U.S. government agencies under the current administration may demand access to your phone, laptop, or other devices when they question you. This is already happening to some of those passing through border checkpoints.
Though the Fourth Amendment should protect people from unreasonable search and seizure—such as requiring travelers to provide social media passwords and reveal their browsing history—what is considered “reasonable” is being decided by the officers on duty long before it reaches any courts of law. Rather than letting your travel be disrupted or allowing the government to copy off all the information on your devices (including not only social media and browsing history, but private communications by email or chat, private journals, your complete network of contacts, and any other data), it is advisable to take precautions before you travel. Sadly, this is particularly true for any person of color, with a name which sounds even vaguely Middle Eastern, who wears religious clothing such as a turban or hijab, or who has visible tattoos or piercings. Citizenship will not protect you from this kind of questioning.

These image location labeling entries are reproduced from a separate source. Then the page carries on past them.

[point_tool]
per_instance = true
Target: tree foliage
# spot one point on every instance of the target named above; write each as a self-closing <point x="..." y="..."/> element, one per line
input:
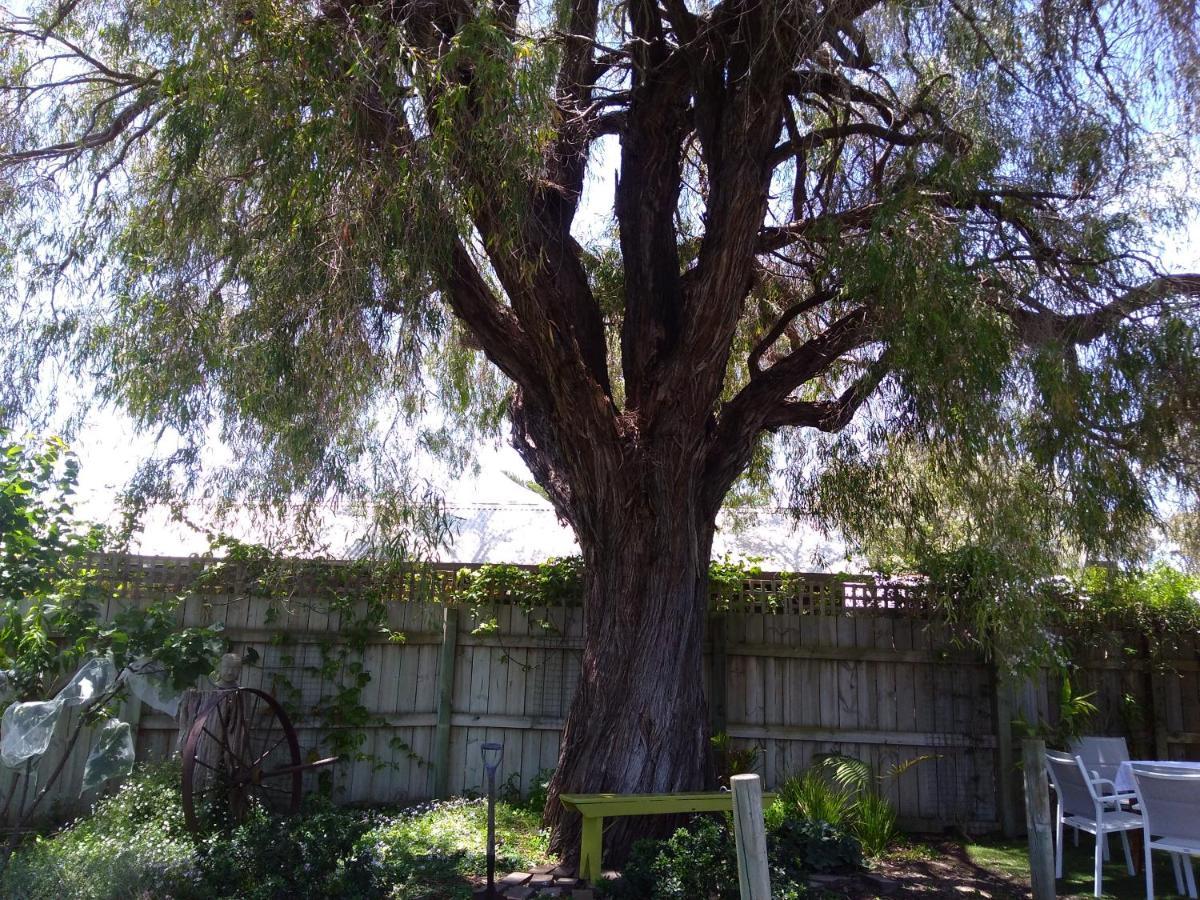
<point x="299" y="222"/>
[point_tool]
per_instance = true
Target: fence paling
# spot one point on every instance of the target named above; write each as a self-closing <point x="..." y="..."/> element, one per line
<point x="823" y="665"/>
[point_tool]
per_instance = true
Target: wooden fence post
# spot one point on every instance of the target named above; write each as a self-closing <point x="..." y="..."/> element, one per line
<point x="1158" y="699"/>
<point x="445" y="702"/>
<point x="718" y="663"/>
<point x="1006" y="760"/>
<point x="1037" y="817"/>
<point x="750" y="835"/>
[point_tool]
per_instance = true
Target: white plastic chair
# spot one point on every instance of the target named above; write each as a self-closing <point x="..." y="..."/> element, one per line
<point x="1170" y="804"/>
<point x="1102" y="759"/>
<point x="1102" y="756"/>
<point x="1080" y="804"/>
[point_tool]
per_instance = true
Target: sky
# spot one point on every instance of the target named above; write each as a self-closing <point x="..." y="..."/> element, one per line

Wired Magazine offers “A Guide to Getting Past Customs With Your Digital Privacy Intact“.
You should also review the ACLU’s page “Know Your Rights: What To Do When Encountering Law Enforcement at Airports and Other Ports of Entry Into the U.S.”
Journalists need to take extra precautions. They are both a targeted group and one with a greater need to protect the privacy of their data and the identities of their sources. The Committee to Protect Journalists has issued a safety advisory about crossing the U.S. border.